The ultimate conclusion I reached was that there is no categorical rule excluding evidence of ASD from consideration of criminal intent. However, the consistent approach of the Court of Appeal appears to be that admissibility turns on relevance to a live issue in the case, which is assessed by reference to the specific facts before the learned judge and the way the defence case is run. It seemed to me to be particularly relevant to cases of joint enterprise murder, where the defendant wasn’t directly involved in the physical offending.
Professional Ethics Exam
Pupil barristers this month have also had the added bonus of a professional ethics exam, consisting of 12 short essay style questions covering a range of different ethical scenarios to be answered in 3 hours. The syllabus of examinable material is surprisingly large, covering a substantial amount of the guidance to the BSB Handbook of which you do not have the luxury of access to in the exam. It is a big jump from the professional ethics multiple choice exam you take on the Bar Course. It is also an exam that you need to pass in order to have your pupillage signed off. If you fail, you have one attempt to retake it free of charge but should you need a further re-sit, the cost is an eyewatering £832; if that is not motivation to get it passed first try, I don’t know what is!

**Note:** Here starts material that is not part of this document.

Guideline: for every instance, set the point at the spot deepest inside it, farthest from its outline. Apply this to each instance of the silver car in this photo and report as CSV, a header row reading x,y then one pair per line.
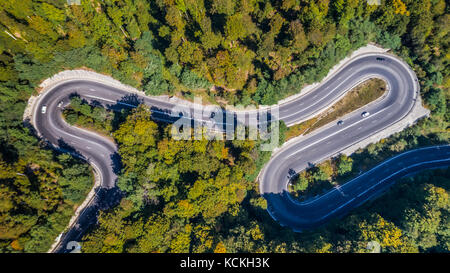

As a result of the above, at every free moment I have been revising the syllabus for ethics and getting as many practice questions done as possible. This is a surprisingly large challenge on top of pupillage itself. My fingers are very much crossed for the results in 8 weeks’ time.
Conclusion
Overall, months three and four of pupillage have been intense, challenging, and incredibly rewarding. From observing complex murder and sexual offence trials to grappling with difficult evidential and procedural issues involving vulnerable defendants and witnesses, these experiences have reinforced both the seriousness of criminal practice and the responsibility it carries. Seeing how the law operates in cases at the sharpest end of the criminal justice system—particularly where children are involved—has deepened my understanding of advocacy, fairness, and the importance of careful, humane decision‑making. Alongside this, the opportunity to undertake substantial written work has allowed me to engage more critically with the law beyond the courtroom. As demanding as these months have been, they have been invaluable in shaping how I approach criminal practice going forward.